Anyway, Goffs was originally named Blake in 1893 after Isaac Blake, who built the Nevada Southern Railway. That name was later changed to the California Eastern Railway, which was changed to something else even later on, which was changed to something else still later.
As with so much of life, change is inevitable.
And so it is with names of railroads. Today, it is the Santa Fe Railroad for short, and so far the name has stuck. But who knows what tomorrow may bring.
The research is not conclusive on where Goffs’ name originated, but the railroad was using names in an alphabetical way for stops along the tracks.
Let’s call this one Goffs? Got no idea why, but won’t it be fun a long time from now when people try to guess the origin? There you go, future folks!
My lovely spouse, Laureen, likes to think Goffs was named after Helen Lyndon Goff, who wrote the magical “Mary Poppins” book series under the pen name P. L. Travers. And she says I have an imagination. But who knows?
The history of Goffs dates way back to when this area saw the likes of Francisco Garces, the first non-native, in 1776. The Spanish friar and explorer was looking for an easy passage east and west through the Mojave Desert, and he spent considerable time not far from present-day Goffs.
In fact, Garces’ desert route is what we know today as the Mojave Road — that stretch of isolation on which off-roaders love to spend time.
I drove that stretch a few years back — in the summer of course, with only one vehicle of course – and lived to tell about it. Thanks Friar Garces. In my heart you are a saint for watching over not the brightest of desert travelers.
Then the adventurer Jedediah Smith came through the area twice, once in 1826 and again in 1827, also looking for a route through the oftentimes difficult desert terrain. On one of those adventures, it is believed that Smith was running for his life from the direction of the Colorado River, chased by a group of angry Native Americans. I wasn’t there, but it is a good story all the same.
Goffs played an important role delivering water for the steam engines on the main line to Barstow. Being situated only 30 miles from Needles made this location – at the top of the hill — the ideal watering stop for trains.
By 1911, there were enough Santa Fe workers and their families to warrant the building of a schoolhouse, which arrived in 1914.
The schoolhouse still stands and can be visited on the museum grounds, run by Laura’s Heritage and Cultural Association. Along with the schoolhouse, there are many exhibits detailing the history of this once-thriving town on Route 66.
Like any town along the route, what were first simple paths became wagon trails, then railroad lines and, eventually, dirt paths along those railroad lines were paved. From there you have a road for that contraption called a car.
The U.S. Army built a training center in the area during WWII called Camp Goffs. It served its purpose until 1944.
According to Laura, “Because of the availability of water and good rail service, an entire division was here at Goffs at one time. People can still find military artifacts throughout the Goffs area.”
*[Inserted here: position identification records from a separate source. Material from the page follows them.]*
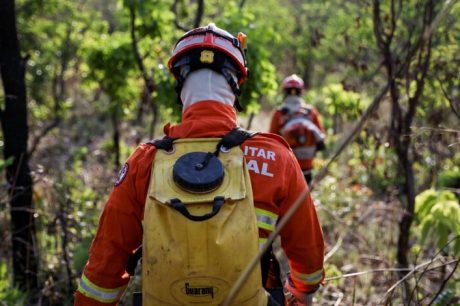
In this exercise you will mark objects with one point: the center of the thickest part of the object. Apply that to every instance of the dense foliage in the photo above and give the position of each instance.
(98, 84)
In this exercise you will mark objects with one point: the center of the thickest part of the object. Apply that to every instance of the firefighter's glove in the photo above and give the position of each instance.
(295, 297)
(320, 146)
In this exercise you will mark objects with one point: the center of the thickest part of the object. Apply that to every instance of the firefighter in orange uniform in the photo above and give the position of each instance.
(209, 65)
(299, 124)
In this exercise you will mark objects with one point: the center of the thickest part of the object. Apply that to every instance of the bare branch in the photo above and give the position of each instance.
(177, 23)
(199, 13)
(444, 283)
(140, 63)
(449, 99)
(344, 143)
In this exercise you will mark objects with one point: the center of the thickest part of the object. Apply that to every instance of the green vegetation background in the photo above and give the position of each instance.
(90, 104)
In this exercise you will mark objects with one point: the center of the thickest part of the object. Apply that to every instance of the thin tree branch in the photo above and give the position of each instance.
(449, 99)
(348, 138)
(177, 23)
(444, 283)
(140, 63)
(199, 13)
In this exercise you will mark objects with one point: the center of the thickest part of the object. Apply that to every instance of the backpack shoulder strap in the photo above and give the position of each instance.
(165, 143)
(234, 138)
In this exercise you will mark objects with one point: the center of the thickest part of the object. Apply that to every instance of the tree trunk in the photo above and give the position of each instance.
(15, 133)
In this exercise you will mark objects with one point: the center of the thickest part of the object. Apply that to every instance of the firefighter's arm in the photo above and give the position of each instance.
(302, 237)
(119, 233)
(316, 120)
(275, 123)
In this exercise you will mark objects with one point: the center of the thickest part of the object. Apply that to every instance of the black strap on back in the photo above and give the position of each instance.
(165, 143)
(132, 261)
(233, 138)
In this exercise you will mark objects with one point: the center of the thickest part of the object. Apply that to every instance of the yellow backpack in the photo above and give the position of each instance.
(200, 229)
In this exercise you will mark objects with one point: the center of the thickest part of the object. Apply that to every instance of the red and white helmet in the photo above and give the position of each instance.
(293, 84)
(212, 48)
(207, 44)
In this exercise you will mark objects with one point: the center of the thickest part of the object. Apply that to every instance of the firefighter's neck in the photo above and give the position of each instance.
(206, 85)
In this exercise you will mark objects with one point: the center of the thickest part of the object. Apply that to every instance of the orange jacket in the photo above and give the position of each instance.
(276, 181)
(279, 120)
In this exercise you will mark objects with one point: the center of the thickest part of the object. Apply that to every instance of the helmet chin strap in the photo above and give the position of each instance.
(225, 72)
(206, 84)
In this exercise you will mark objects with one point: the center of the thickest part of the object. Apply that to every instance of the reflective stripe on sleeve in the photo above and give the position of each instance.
(309, 279)
(266, 219)
(103, 295)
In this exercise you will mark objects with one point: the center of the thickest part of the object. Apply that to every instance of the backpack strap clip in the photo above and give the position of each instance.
(232, 139)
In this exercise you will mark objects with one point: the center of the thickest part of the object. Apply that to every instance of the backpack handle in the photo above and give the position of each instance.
(180, 207)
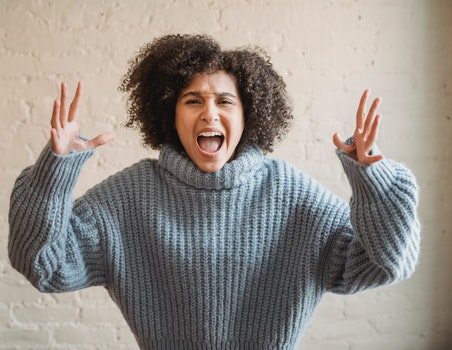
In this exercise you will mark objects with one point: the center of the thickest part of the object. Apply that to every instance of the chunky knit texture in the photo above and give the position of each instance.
(236, 259)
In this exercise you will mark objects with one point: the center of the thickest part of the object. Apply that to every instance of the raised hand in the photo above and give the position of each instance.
(64, 134)
(365, 134)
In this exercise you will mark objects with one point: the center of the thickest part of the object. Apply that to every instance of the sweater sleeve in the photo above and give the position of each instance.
(378, 240)
(55, 247)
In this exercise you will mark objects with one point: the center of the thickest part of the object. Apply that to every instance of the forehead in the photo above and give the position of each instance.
(216, 82)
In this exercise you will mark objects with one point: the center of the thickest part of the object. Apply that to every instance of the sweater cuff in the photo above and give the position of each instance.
(57, 172)
(369, 181)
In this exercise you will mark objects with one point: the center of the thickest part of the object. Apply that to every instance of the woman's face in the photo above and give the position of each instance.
(209, 119)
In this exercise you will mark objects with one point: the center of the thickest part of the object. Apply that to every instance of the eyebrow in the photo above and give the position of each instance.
(199, 94)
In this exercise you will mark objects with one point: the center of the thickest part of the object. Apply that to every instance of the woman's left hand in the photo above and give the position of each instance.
(365, 134)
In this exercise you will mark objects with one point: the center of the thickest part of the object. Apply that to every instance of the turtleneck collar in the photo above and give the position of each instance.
(247, 161)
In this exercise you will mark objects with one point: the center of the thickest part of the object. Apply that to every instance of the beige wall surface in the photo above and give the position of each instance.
(328, 52)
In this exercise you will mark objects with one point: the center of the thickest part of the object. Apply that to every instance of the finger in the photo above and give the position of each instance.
(75, 103)
(63, 108)
(337, 140)
(360, 114)
(54, 140)
(373, 133)
(100, 140)
(370, 119)
(55, 121)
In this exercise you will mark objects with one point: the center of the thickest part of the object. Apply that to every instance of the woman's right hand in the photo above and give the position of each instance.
(65, 131)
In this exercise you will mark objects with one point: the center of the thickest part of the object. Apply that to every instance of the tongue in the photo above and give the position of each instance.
(209, 144)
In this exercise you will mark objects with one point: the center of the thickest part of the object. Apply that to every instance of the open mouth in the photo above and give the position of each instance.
(210, 141)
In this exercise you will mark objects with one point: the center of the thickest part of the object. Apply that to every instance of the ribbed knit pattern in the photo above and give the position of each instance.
(236, 259)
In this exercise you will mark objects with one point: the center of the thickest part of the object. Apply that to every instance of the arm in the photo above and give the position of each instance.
(55, 245)
(378, 240)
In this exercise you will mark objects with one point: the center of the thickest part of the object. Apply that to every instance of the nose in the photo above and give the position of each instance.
(210, 112)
We all love finding trinkets on our adventures, but if you come across a rusty, pointy, munitiony thingy, please leave it alone.
“Everything that happened in the West, happened here. Mining, homesteading, cattle ranching, railroad, and Route 66. It all happened in Lanfair Valley,” Laura said.
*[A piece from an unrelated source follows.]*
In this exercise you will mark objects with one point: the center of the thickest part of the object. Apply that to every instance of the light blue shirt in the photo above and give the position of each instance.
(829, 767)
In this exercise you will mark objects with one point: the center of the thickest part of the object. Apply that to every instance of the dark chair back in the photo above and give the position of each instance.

Yes, Goffs is located in Lanfair Valley. According to Wikipedia, Lanfair Valley is drained southeastwards then due south by the Sacramento Wash, which then turns due-east and combines with the Piute Wash drainage. The dual valley drainage is a U-shape, and the first major dry wash drainage from the west, into the Colorado River, south of Lake Mead.
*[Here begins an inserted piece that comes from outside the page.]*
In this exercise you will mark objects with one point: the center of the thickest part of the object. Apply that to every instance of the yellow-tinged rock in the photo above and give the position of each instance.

I have no idea what that means exactly, but the area sure is pretty.
Goffs’ largest building, the general store, is abandoned but still standing – unfortunately it has been vandalized and graffitified (I made that word up, but looks like it should be entered into Merriam Webster’s book).
Goffs is definitely worth a visit. The museum opens in October, which is a wonderful time of year to visit anything in the desert.
When did I visit? In summer. When else?